Assume-se que a atividade de Zaratustra deveria ser colocada entre 1000 e 600 a.C. Se a tradição mazdeana, que fala de “258 anos antes de Alexandre”, for aceita, a vida de Zaratustra pode ser colocada entre 628 e 551 a.C. As datas anteriores foram propostas em vista do caráter arcaico da linguagem dos gāthās, especialmente de suas analogias com os Vedas. A análise linguística permite a conclusão de que o profeta viveu na parte oriental do Irã, provavelmente na Chorasmia ou na Bactria.
De acordo com a tradição, ele era um zaotar (Yašt 33.16), ou seja, um sacerdote sacrificador e entoador (cf. sânscrito hotṛ), e seus gāthās ocupam seu lugar em uma antiga tradição indo-europeia de poesia sagrada. Ele pertencia ao clã chamado Spitāma (“do ataque brilhante”), criadores de cavalos; o nome de seu pai era Pouruśaspa (“do cavalo malhado”). Zaratustra era casado e os nomes de seus dois filhos são conhecidos, sendo o mais novo o de sua filha Pouručistā (Yasna 53.3). Ele era pobre. Quando, em um famoso gāthā, ele implora pela ajuda e proteção de Ahura Mazdā, ele exclama: “Eu sei, ó Sábio, por que sou impotente: é por causa de meus poucos rebanhos e porque tenho poucos homens” (Yasna 46. 2).
A comunidade à qual ele dirigiu sua mensagem era composta de pastores sedentários com chefes, chamados kavi, e sacerdotes chamados karapan, “murmurador”, e usig, “sacrificador”. Foram esses sacerdotes, guardiões da religião tradicional ariana, que Zaratustra não hesitou em atacar em nome de Ahura Mazdā. A reação logo se fez sentir, e o profeta teve que fugir. “Para que terra devo fugir?”, exclama ele. “Para onde fugir, para onde ir?
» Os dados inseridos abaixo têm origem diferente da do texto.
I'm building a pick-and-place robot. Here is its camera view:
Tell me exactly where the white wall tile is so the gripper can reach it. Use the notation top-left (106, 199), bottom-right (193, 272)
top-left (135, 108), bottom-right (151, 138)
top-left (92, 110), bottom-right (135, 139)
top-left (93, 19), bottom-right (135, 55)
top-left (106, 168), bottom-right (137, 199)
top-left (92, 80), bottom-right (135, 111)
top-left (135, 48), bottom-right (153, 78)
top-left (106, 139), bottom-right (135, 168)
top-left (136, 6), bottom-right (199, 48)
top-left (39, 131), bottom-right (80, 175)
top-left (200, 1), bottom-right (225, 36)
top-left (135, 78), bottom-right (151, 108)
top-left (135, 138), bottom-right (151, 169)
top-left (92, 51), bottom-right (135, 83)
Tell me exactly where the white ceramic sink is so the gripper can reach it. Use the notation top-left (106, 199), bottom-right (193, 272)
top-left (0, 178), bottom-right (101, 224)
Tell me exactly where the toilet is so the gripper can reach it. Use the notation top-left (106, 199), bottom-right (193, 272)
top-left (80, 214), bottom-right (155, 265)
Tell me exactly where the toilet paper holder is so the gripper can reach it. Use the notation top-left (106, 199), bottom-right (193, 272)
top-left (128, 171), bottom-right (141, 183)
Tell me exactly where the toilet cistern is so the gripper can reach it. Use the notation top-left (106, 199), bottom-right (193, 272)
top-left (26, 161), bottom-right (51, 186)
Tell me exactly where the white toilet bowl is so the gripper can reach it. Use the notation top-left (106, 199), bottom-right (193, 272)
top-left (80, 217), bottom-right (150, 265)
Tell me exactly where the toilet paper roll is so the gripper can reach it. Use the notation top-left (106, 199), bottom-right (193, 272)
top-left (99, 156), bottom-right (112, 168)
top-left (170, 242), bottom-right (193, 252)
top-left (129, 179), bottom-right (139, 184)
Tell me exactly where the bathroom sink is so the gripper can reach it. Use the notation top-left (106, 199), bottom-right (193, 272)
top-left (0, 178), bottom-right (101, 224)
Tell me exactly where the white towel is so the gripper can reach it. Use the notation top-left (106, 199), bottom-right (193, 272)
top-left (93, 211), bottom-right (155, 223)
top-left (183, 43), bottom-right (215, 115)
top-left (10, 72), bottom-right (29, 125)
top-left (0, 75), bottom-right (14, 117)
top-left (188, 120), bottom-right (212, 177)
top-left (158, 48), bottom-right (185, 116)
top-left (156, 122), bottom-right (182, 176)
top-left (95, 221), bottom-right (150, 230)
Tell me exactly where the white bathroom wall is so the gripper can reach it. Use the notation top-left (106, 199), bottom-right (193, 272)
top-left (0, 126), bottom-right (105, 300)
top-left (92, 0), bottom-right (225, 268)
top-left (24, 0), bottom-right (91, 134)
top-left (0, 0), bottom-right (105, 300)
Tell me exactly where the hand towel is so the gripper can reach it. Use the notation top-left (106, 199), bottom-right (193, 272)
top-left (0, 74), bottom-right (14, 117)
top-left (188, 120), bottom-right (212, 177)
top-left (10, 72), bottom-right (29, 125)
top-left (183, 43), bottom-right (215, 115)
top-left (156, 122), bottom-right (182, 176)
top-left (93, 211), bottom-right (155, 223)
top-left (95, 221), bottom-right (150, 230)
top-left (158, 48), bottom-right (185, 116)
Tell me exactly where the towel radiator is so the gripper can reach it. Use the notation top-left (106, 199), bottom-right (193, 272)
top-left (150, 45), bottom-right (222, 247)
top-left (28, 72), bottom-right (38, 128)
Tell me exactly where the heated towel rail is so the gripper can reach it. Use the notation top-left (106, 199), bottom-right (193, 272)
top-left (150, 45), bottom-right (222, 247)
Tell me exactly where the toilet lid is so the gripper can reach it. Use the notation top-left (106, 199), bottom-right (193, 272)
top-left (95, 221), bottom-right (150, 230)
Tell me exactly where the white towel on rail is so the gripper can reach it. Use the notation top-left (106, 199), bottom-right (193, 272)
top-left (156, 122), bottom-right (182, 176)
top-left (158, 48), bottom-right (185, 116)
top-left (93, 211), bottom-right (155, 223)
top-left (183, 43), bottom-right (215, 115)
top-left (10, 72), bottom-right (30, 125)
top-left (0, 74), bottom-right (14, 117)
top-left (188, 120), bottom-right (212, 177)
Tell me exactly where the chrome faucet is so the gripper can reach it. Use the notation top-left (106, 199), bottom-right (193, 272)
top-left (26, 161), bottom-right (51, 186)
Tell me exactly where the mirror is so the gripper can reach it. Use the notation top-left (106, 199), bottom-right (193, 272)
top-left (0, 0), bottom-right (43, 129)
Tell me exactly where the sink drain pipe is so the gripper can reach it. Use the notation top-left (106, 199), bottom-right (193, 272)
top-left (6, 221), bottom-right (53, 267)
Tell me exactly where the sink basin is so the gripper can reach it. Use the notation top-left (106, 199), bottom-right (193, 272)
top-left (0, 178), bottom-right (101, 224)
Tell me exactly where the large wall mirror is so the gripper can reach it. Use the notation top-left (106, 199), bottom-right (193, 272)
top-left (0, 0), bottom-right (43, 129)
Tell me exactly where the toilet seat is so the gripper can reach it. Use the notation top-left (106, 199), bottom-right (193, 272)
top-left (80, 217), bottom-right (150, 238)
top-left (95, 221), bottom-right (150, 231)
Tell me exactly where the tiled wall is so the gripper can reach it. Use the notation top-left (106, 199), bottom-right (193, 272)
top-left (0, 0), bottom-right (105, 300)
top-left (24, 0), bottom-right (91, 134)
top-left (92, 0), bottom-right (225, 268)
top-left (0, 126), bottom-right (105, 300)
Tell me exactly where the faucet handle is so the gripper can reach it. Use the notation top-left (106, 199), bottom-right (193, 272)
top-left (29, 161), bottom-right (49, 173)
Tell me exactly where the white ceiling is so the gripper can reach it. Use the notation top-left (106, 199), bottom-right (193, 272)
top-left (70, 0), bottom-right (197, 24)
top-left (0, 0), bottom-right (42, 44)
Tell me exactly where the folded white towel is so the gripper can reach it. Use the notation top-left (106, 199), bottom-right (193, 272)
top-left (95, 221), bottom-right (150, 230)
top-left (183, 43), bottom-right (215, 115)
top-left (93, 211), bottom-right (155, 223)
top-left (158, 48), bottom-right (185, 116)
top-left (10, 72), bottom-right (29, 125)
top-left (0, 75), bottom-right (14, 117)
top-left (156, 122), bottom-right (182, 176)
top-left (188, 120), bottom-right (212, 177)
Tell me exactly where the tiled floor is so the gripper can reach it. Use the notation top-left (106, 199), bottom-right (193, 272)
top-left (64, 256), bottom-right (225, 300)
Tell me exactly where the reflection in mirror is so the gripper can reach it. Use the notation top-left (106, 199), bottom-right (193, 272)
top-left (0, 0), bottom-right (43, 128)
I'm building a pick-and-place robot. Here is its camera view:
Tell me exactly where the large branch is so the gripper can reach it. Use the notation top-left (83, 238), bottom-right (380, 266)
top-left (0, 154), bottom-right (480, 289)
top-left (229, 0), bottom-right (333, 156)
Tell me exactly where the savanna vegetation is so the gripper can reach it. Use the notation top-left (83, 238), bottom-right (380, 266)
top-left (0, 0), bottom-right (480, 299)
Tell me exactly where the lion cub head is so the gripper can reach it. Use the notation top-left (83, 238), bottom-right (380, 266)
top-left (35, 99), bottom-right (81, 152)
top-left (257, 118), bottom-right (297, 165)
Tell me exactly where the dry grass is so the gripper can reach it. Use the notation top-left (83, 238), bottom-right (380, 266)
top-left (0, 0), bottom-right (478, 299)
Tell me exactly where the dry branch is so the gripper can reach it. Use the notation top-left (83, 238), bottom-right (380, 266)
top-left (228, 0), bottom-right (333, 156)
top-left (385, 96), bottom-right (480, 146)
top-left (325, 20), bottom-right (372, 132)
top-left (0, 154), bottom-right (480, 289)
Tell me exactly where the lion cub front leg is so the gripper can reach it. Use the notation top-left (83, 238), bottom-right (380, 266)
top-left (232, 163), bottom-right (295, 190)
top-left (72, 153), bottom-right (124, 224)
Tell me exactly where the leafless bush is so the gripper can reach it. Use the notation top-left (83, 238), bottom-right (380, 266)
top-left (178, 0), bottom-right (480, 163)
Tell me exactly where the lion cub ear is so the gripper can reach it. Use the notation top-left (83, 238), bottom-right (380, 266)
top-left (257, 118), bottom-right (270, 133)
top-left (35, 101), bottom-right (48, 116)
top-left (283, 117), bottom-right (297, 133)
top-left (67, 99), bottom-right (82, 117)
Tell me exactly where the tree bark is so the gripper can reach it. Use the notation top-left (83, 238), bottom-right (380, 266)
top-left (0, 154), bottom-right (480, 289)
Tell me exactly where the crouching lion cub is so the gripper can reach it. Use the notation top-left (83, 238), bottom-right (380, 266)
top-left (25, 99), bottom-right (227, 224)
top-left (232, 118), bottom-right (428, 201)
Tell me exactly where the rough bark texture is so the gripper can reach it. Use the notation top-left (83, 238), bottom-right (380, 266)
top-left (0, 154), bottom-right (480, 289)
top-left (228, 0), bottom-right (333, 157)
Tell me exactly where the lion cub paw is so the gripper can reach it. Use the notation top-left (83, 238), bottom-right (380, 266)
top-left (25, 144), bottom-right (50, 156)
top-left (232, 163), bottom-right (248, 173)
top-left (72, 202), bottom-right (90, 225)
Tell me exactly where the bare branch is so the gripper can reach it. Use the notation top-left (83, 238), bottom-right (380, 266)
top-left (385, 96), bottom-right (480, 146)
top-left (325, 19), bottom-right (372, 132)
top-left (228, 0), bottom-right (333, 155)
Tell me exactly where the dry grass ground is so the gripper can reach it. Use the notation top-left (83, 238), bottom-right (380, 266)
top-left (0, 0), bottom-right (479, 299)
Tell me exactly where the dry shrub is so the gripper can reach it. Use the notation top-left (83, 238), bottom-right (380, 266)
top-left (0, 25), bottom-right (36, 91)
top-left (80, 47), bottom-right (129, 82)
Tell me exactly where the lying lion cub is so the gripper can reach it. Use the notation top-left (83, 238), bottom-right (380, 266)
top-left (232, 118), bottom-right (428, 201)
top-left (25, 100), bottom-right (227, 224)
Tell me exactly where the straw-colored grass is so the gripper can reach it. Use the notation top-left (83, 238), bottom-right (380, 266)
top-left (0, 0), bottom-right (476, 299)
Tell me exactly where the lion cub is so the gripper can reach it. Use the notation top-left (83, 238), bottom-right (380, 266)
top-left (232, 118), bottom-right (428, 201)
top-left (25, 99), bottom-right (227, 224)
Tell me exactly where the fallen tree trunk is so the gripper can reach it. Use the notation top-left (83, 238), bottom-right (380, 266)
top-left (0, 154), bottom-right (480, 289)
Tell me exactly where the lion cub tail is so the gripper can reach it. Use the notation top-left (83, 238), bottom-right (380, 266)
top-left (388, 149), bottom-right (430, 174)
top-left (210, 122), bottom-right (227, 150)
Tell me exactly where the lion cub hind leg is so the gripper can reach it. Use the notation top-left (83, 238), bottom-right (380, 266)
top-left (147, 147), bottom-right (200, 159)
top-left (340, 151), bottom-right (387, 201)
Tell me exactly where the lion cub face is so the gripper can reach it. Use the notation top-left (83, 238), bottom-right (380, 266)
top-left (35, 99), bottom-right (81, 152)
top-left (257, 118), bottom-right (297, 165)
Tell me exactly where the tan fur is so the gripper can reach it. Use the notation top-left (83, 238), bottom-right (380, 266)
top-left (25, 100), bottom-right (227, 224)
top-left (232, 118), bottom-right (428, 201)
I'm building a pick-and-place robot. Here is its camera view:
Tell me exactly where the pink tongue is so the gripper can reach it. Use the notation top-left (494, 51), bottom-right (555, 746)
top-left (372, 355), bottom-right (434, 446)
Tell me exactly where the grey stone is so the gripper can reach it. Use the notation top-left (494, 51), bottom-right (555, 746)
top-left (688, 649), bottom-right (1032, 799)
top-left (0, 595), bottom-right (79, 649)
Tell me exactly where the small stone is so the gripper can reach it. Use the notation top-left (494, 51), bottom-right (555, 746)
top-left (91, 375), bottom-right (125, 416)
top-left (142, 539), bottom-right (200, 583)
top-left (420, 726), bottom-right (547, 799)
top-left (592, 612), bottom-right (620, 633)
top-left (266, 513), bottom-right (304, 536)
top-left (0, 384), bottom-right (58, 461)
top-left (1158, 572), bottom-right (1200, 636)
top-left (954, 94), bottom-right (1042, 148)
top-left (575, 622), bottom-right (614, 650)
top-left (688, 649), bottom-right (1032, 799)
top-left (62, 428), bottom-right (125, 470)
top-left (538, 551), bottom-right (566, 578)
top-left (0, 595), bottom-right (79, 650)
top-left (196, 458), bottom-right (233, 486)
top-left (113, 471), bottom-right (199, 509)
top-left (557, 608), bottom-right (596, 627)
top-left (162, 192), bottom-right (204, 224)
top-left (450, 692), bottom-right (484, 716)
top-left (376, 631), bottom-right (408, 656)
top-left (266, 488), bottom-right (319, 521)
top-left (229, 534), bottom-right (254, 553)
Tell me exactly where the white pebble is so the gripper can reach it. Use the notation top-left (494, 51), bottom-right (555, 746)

Estou separado de minha tribo e de minha família; nem a aldeia nem os chefes perversos da terra são favoráveis a mim” (Yasna 46.1). Ele se refugiou com Vishtaspa, chefe da tribo Fryāna, a quem conseguiu converter e que se tornou seu amigo e protetor (46.14; 15.16). No entanto, a resistência não enfraqueceu e, nos gāthās, Zaratustra denuncia publicamente alguns de seus inimigos pessoais: Bandva, que “é sempre o principal obstáculo” (49. 1-2), e “o pequeno príncipe Vaēpya”, que “na Ponte do Inverno ofendeu Zaratustra Spitāma ao recusar-lhe um lugar para parar, e ele e seus animais de tração tremiam de frio quando chegavam à sua casa” (51. 12).
É possível decifrar nos gāthās algumas indicações da atividade missionária de Zaratustra. O profeta está cercado por um grupo de amigos e discípulos, chamados de forma variada de “pobres” (drigu), “amigos” (frya), “conhecedores” (vīdva), “confederados” (urvatha). Ele exorta seus companheiros a “pegar em armas para expulsar” os inimigos, o “maligno” (Yasna 31.18). Essa coorte zaratustriana tem a oposição das “sociedades de homens”, com seu dispositivo aêśma, “fúria”. Foi possível mostrar a equivalência dessas sociedades secretas iranianas com os grupos de jovens guerreiros indianos, os Maruts, cujo líder, Indra, é chamado de adhrigu, ou seja, “não-dhrigu” (“aquele que não é pobre”). Zaratustra ataca violentamente aqueles que sacrificam bovinos (32. 12, 14; 44. 20; 48. 10); esses rituais de sangue eram característicos do culto das sociedades masculinas.